Por eso el nacimiento de un bebé era visto como una bendición profundamente sagrada. Cada niño representaba esperanza, continuidad familiar y misericordia de Dios sobre el hogar. En una época donde tantas vidas podían perderse tempranamente, los hijos eran considerados un regalo precioso del Señor.
“He aquí, herencia de Jehová son los hijos; cosa de estima el fruto del vientre.” — Salmo 127:3 (RVR1960)

Las familias numerosas eran comunes. Los niños ayudaban en las labores del hogar, en los oficios familiares y en el sostenimiento futuro de los padres. Además, en un mundo sin sistemas modernos de protección social, los hijos representaban apoyo, seguridad y continuidad para la familia cuando los padres envejecieran.
Sin embargo, detrás de cada nacimiento también existía temor.
Las mujeres daban a luz prácticamente sin anestesia, sin cirugía moderna y sin acceso a atención médica avanzada. Los partos ocurrían generalmente en casa, rodeados por familiares o mujeres experimentadas de la comunidad. Si surgían complicaciones graves, había muy pocas posibilidades de salvar a la madre o al bebé.
Por eso el dolor del parto aparece constantemente mencionado en la Biblia como una realidad intensamente conocida por las mujeres.
“La mujer cuando da a luz, tiene dolor…” — Juan 16:21 (RVR1960)
Y desde Génesis, después de la caída del hombre, Dios dijo a Eva:
“Multiplicaré en gran manera los dolores en tus preñeces; con dolor darás a luz los hijos…” — Génesis 3:16 (RVR1960)
Aquellas palabras no eran simbólicas para las mujeres del mundo antiguo. El parto podía ser una experiencia aterradora.

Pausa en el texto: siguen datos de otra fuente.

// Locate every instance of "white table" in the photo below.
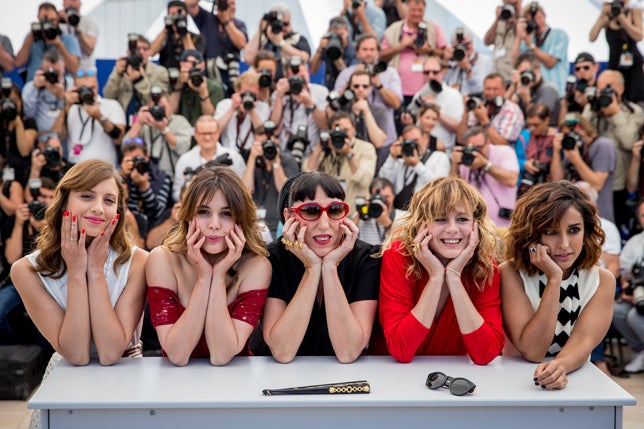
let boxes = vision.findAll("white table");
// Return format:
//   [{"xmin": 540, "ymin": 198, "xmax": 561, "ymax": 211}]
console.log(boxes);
[{"xmin": 29, "ymin": 357, "xmax": 636, "ymax": 429}]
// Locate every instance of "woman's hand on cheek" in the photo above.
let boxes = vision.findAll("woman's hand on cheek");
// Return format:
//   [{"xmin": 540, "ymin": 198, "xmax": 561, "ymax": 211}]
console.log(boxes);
[{"xmin": 323, "ymin": 218, "xmax": 359, "ymax": 266}]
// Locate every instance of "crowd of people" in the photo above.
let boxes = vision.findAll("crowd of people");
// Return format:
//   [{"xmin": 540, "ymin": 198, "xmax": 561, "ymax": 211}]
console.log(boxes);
[{"xmin": 0, "ymin": 0, "xmax": 644, "ymax": 402}]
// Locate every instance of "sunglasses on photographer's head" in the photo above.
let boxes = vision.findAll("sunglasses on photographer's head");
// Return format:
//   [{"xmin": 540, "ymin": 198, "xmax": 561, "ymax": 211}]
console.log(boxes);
[
  {"xmin": 289, "ymin": 201, "xmax": 349, "ymax": 221},
  {"xmin": 425, "ymin": 371, "xmax": 476, "ymax": 396}
]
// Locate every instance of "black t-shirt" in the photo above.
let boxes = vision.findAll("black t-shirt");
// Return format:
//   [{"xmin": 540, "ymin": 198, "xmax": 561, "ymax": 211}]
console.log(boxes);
[{"xmin": 268, "ymin": 240, "xmax": 380, "ymax": 356}]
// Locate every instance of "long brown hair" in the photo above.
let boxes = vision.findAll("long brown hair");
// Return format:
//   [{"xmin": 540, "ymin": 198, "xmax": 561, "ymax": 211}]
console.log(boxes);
[
  {"xmin": 382, "ymin": 176, "xmax": 497, "ymax": 290},
  {"xmin": 34, "ymin": 158, "xmax": 132, "ymax": 279},
  {"xmin": 162, "ymin": 167, "xmax": 268, "ymax": 256}
]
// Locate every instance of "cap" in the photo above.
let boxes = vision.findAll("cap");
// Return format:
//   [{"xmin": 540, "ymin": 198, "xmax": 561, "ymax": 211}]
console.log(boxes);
[
  {"xmin": 181, "ymin": 49, "xmax": 203, "ymax": 62},
  {"xmin": 575, "ymin": 52, "xmax": 595, "ymax": 64}
]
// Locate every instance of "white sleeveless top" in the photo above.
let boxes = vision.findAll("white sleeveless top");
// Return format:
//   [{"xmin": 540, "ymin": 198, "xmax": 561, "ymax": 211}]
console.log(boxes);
[
  {"xmin": 27, "ymin": 246, "xmax": 140, "ymax": 357},
  {"xmin": 519, "ymin": 266, "xmax": 599, "ymax": 356}
]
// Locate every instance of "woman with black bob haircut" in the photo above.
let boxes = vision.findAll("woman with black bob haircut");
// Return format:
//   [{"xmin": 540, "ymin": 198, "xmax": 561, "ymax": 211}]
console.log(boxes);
[
  {"xmin": 501, "ymin": 180, "xmax": 615, "ymax": 389},
  {"xmin": 262, "ymin": 172, "xmax": 380, "ymax": 363}
]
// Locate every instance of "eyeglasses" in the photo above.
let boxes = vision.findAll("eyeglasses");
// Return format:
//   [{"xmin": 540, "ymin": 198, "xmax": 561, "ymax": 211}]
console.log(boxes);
[
  {"xmin": 76, "ymin": 70, "xmax": 96, "ymax": 77},
  {"xmin": 289, "ymin": 201, "xmax": 349, "ymax": 220},
  {"xmin": 425, "ymin": 372, "xmax": 476, "ymax": 396}
]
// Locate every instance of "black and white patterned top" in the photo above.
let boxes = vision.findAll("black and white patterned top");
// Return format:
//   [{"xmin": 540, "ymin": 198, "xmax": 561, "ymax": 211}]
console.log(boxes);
[{"xmin": 520, "ymin": 266, "xmax": 599, "ymax": 356}]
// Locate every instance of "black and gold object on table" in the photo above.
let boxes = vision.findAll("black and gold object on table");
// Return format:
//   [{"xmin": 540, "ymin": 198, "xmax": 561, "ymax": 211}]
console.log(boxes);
[{"xmin": 262, "ymin": 380, "xmax": 371, "ymax": 396}]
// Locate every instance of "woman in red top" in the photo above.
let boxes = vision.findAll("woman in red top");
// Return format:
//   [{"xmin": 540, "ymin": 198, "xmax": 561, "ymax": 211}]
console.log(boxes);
[
  {"xmin": 380, "ymin": 176, "xmax": 505, "ymax": 365},
  {"xmin": 146, "ymin": 167, "xmax": 271, "ymax": 366}
]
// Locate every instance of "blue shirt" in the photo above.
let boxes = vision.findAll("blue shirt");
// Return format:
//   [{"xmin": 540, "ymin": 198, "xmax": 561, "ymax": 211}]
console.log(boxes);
[{"xmin": 26, "ymin": 33, "xmax": 81, "ymax": 82}]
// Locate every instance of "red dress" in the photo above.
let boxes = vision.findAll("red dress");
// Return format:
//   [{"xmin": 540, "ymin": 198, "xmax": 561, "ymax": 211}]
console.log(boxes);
[
  {"xmin": 380, "ymin": 241, "xmax": 505, "ymax": 365},
  {"xmin": 148, "ymin": 286, "xmax": 268, "ymax": 357}
]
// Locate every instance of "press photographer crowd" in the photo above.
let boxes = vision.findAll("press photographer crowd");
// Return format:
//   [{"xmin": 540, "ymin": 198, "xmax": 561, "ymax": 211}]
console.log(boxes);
[{"xmin": 0, "ymin": 0, "xmax": 644, "ymax": 400}]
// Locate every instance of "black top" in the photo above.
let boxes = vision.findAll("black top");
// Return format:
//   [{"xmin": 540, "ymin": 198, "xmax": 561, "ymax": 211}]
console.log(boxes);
[{"xmin": 268, "ymin": 240, "xmax": 380, "ymax": 356}]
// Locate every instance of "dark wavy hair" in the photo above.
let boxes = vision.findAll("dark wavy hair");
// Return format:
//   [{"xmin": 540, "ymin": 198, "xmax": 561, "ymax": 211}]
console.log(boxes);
[{"xmin": 506, "ymin": 180, "xmax": 606, "ymax": 276}]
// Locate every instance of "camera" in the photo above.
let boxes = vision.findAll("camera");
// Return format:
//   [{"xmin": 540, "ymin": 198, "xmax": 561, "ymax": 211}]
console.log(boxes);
[
  {"xmin": 262, "ymin": 10, "xmax": 284, "ymax": 34},
  {"xmin": 500, "ymin": 4, "xmax": 515, "ymax": 21},
  {"xmin": 400, "ymin": 139, "xmax": 418, "ymax": 156},
  {"xmin": 288, "ymin": 76, "xmax": 305, "ymax": 95},
  {"xmin": 38, "ymin": 146, "xmax": 62, "ymax": 167},
  {"xmin": 326, "ymin": 89, "xmax": 356, "ymax": 112},
  {"xmin": 452, "ymin": 28, "xmax": 467, "ymax": 61},
  {"xmin": 525, "ymin": 1, "xmax": 539, "ymax": 34},
  {"xmin": 132, "ymin": 155, "xmax": 150, "ymax": 174},
  {"xmin": 286, "ymin": 125, "xmax": 309, "ymax": 164},
  {"xmin": 324, "ymin": 33, "xmax": 344, "ymax": 61},
  {"xmin": 517, "ymin": 161, "xmax": 550, "ymax": 196},
  {"xmin": 364, "ymin": 60, "xmax": 388, "ymax": 76},
  {"xmin": 329, "ymin": 125, "xmax": 349, "ymax": 150},
  {"xmin": 241, "ymin": 91, "xmax": 257, "ymax": 111},
  {"xmin": 561, "ymin": 131, "xmax": 584, "ymax": 150},
  {"xmin": 610, "ymin": 0, "xmax": 624, "ymax": 18},
  {"xmin": 355, "ymin": 191, "xmax": 387, "ymax": 220},
  {"xmin": 461, "ymin": 145, "xmax": 477, "ymax": 167},
  {"xmin": 65, "ymin": 7, "xmax": 80, "ymax": 27},
  {"xmin": 216, "ymin": 0, "xmax": 230, "ymax": 12},
  {"xmin": 76, "ymin": 85, "xmax": 94, "ymax": 105},
  {"xmin": 519, "ymin": 70, "xmax": 536, "ymax": 86},
  {"xmin": 149, "ymin": 85, "xmax": 165, "ymax": 122},
  {"xmin": 43, "ymin": 67, "xmax": 58, "ymax": 85},
  {"xmin": 259, "ymin": 69, "xmax": 273, "ymax": 88},
  {"xmin": 414, "ymin": 21, "xmax": 427, "ymax": 49},
  {"xmin": 29, "ymin": 200, "xmax": 47, "ymax": 220},
  {"xmin": 125, "ymin": 33, "xmax": 143, "ymax": 70}
]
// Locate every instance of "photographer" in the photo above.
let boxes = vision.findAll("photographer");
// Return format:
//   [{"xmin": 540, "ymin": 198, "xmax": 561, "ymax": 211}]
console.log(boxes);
[
  {"xmin": 22, "ymin": 51, "xmax": 74, "ymax": 132},
  {"xmin": 103, "ymin": 33, "xmax": 168, "ymax": 128},
  {"xmin": 126, "ymin": 85, "xmax": 192, "ymax": 177},
  {"xmin": 505, "ymin": 53, "xmax": 561, "ymax": 126},
  {"xmin": 378, "ymin": 121, "xmax": 450, "ymax": 210},
  {"xmin": 380, "ymin": 0, "xmax": 447, "ymax": 102},
  {"xmin": 302, "ymin": 112, "xmax": 376, "ymax": 213},
  {"xmin": 244, "ymin": 3, "xmax": 311, "ymax": 79},
  {"xmin": 613, "ymin": 199, "xmax": 644, "ymax": 373},
  {"xmin": 340, "ymin": 0, "xmax": 387, "ymax": 40},
  {"xmin": 550, "ymin": 113, "xmax": 624, "ymax": 222},
  {"xmin": 149, "ymin": 0, "xmax": 205, "ymax": 68},
  {"xmin": 515, "ymin": 103, "xmax": 557, "ymax": 197},
  {"xmin": 270, "ymin": 57, "xmax": 329, "ymax": 158},
  {"xmin": 185, "ymin": 0, "xmax": 250, "ymax": 96},
  {"xmin": 172, "ymin": 115, "xmax": 246, "ymax": 202},
  {"xmin": 169, "ymin": 50, "xmax": 224, "ymax": 127},
  {"xmin": 443, "ymin": 27, "xmax": 494, "ymax": 95},
  {"xmin": 483, "ymin": 0, "xmax": 521, "ymax": 82},
  {"xmin": 583, "ymin": 70, "xmax": 644, "ymax": 230},
  {"xmin": 510, "ymin": 1, "xmax": 570, "ymax": 96},
  {"xmin": 0, "ymin": 81, "xmax": 38, "ymax": 186},
  {"xmin": 52, "ymin": 70, "xmax": 125, "ymax": 167},
  {"xmin": 450, "ymin": 127, "xmax": 519, "ymax": 227},
  {"xmin": 25, "ymin": 132, "xmax": 71, "ymax": 186},
  {"xmin": 311, "ymin": 17, "xmax": 358, "ymax": 91},
  {"xmin": 327, "ymin": 70, "xmax": 387, "ymax": 149},
  {"xmin": 353, "ymin": 177, "xmax": 404, "ymax": 245},
  {"xmin": 215, "ymin": 70, "xmax": 270, "ymax": 159},
  {"xmin": 589, "ymin": 0, "xmax": 644, "ymax": 103},
  {"xmin": 58, "ymin": 0, "xmax": 98, "ymax": 70},
  {"xmin": 242, "ymin": 121, "xmax": 299, "ymax": 238},
  {"xmin": 121, "ymin": 139, "xmax": 172, "ymax": 227},
  {"xmin": 15, "ymin": 3, "xmax": 81, "ymax": 82}
]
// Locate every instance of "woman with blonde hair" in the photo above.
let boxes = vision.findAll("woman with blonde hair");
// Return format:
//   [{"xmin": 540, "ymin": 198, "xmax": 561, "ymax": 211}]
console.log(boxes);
[
  {"xmin": 146, "ymin": 167, "xmax": 271, "ymax": 366},
  {"xmin": 11, "ymin": 159, "xmax": 147, "ymax": 365},
  {"xmin": 380, "ymin": 176, "xmax": 505, "ymax": 365},
  {"xmin": 501, "ymin": 180, "xmax": 615, "ymax": 389}
]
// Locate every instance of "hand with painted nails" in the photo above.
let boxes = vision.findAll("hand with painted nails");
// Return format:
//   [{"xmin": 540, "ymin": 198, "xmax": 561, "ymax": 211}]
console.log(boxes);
[
  {"xmin": 87, "ymin": 213, "xmax": 121, "ymax": 271},
  {"xmin": 60, "ymin": 211, "xmax": 87, "ymax": 274}
]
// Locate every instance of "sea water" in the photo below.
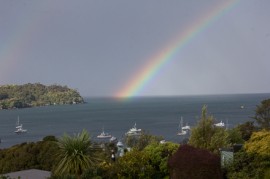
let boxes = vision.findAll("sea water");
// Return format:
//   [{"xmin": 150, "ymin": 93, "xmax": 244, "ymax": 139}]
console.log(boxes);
[{"xmin": 0, "ymin": 94, "xmax": 270, "ymax": 148}]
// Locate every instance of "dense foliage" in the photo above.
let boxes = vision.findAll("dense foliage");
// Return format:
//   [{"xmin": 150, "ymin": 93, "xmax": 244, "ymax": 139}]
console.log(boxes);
[
  {"xmin": 0, "ymin": 136, "xmax": 57, "ymax": 174},
  {"xmin": 226, "ymin": 130, "xmax": 270, "ymax": 179},
  {"xmin": 54, "ymin": 130, "xmax": 97, "ymax": 177},
  {"xmin": 0, "ymin": 98, "xmax": 270, "ymax": 179},
  {"xmin": 169, "ymin": 145, "xmax": 222, "ymax": 179},
  {"xmin": 254, "ymin": 99, "xmax": 270, "ymax": 130},
  {"xmin": 0, "ymin": 83, "xmax": 84, "ymax": 109},
  {"xmin": 189, "ymin": 106, "xmax": 228, "ymax": 153}
]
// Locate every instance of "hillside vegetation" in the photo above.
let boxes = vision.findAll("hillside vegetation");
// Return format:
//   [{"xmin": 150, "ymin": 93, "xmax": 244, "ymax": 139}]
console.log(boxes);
[{"xmin": 0, "ymin": 83, "xmax": 84, "ymax": 109}]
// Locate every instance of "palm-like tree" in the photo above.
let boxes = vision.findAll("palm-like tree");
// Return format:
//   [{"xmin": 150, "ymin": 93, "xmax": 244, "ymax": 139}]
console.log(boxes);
[{"xmin": 55, "ymin": 130, "xmax": 97, "ymax": 178}]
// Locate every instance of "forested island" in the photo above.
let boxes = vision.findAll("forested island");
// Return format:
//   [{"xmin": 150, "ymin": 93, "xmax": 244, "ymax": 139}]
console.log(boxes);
[{"xmin": 0, "ymin": 83, "xmax": 84, "ymax": 109}]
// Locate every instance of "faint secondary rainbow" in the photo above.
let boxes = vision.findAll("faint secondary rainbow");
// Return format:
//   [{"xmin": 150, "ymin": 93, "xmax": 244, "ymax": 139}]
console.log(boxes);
[{"xmin": 114, "ymin": 0, "xmax": 240, "ymax": 98}]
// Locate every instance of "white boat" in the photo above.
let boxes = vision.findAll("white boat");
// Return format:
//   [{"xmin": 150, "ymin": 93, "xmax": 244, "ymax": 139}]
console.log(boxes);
[
  {"xmin": 177, "ymin": 117, "xmax": 187, "ymax": 135},
  {"xmin": 14, "ymin": 116, "xmax": 27, "ymax": 134},
  {"xmin": 214, "ymin": 121, "xmax": 225, "ymax": 127},
  {"xmin": 126, "ymin": 123, "xmax": 142, "ymax": 135},
  {"xmin": 97, "ymin": 128, "xmax": 112, "ymax": 139}
]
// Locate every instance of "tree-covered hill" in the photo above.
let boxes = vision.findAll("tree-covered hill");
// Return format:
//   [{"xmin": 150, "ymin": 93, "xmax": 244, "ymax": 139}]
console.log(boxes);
[{"xmin": 0, "ymin": 83, "xmax": 84, "ymax": 109}]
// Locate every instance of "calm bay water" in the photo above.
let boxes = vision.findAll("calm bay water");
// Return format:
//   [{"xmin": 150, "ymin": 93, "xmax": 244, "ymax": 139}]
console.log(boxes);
[{"xmin": 0, "ymin": 94, "xmax": 270, "ymax": 148}]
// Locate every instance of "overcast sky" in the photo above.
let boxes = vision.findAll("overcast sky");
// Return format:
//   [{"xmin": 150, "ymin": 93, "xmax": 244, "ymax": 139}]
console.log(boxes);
[{"xmin": 0, "ymin": 0, "xmax": 270, "ymax": 96}]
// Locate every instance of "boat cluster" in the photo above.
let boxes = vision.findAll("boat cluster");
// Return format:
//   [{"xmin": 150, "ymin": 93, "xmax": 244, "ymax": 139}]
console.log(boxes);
[
  {"xmin": 97, "ymin": 123, "xmax": 142, "ymax": 142},
  {"xmin": 177, "ymin": 117, "xmax": 225, "ymax": 135}
]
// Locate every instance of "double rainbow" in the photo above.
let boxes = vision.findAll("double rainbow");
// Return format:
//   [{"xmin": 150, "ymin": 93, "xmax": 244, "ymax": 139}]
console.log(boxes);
[{"xmin": 114, "ymin": 0, "xmax": 240, "ymax": 98}]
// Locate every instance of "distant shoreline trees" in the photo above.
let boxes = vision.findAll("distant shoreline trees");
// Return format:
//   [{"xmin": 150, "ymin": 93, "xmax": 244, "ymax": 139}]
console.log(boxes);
[{"xmin": 0, "ymin": 83, "xmax": 84, "ymax": 109}]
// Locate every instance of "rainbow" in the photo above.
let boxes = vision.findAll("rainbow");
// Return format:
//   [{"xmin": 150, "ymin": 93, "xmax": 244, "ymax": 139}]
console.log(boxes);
[{"xmin": 114, "ymin": 0, "xmax": 240, "ymax": 98}]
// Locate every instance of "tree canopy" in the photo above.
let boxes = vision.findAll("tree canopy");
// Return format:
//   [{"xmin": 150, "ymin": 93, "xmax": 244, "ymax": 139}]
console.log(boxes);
[
  {"xmin": 254, "ymin": 99, "xmax": 270, "ymax": 130},
  {"xmin": 189, "ymin": 106, "xmax": 229, "ymax": 153},
  {"xmin": 0, "ymin": 83, "xmax": 84, "ymax": 109}
]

Además, los recién nacidos eran extremadamente vulnerables. Las infecciones, la desnutrición, el agua contaminada, las enfermedades intestinales y múltiples padecimientos podían acabar rápidamente con la vida de un niño pequeño. Muchas familias probablemente habían experimentado la pérdida de bebés o niños pequeños en algún momento.
Por eso las madres cuidaban intensamente a sus hijos desde los primeros días de vida. Los bebés eran envueltos cuidadosamente en telas largas llamadas pañales o fajas, que ayudaban a mantener el cuerpo firme y protegido. El Evangelio menciona esto incluso en el nacimiento de Jesús:
“Y dio a luz a su hijo primogénito, y lo envolvió en pañales…” — Lucas 2:7 (RVR1960)
Aquella escena revela algo profundamente humano y tierno: María cuidando al Hijo de Dios como cualquier madre judía de su tiempo habría cuidado a su bebé.
La lactancia materna era fundamental para la supervivencia infantil. En una época sin fórmulas modernas ni métodos seguros de alimentación artificial, la madre representaba literalmente la fuente de vida para el recién nacido. La Biblia menciona muchas veces la imagen de amamantar como símbolo de cuidado, protección y ternura.
“¿Se olvidará la mujer de lo que dio a luz, para dejar de compadecerse del hijo de su vientre?” — Isaías 49:15 (RVR1960)
Los niños pequeños crecían rodeados de un ambiente familiar muy unido. Varias generaciones podían convivir cerca unas de otras. La vida diaria se desarrollaba alrededor del hogar, los oficios y la comunidad. Desde muy temprano, los niños aprendían observando a sus padres trabajar, cocinar, orar y vivir.
La fe también comenzaba a enseñarse desde la infancia. Los padres tenían la responsabilidad espiritual de transmitir la Ley y las enseñanzas de Dios a sus hijos.
“Y estas palabras que yo te mando hoy, estarán sobre tu corazón; y las repetirás a tus hijos…” — Deuteronomio 6:6-7 (RVR1960)
Muchos niños crecían escuchando historias acerca de Abraham, Moisés, David y las promesas del Mesías. Desde pequeños aprendían oraciones y versículos importantes de memoria, especialmente el Shemá:
“Oye, Israel: Jehová nuestro Dios, Jehová uno es.” — Deuteronomio 6:4 (RVR1960)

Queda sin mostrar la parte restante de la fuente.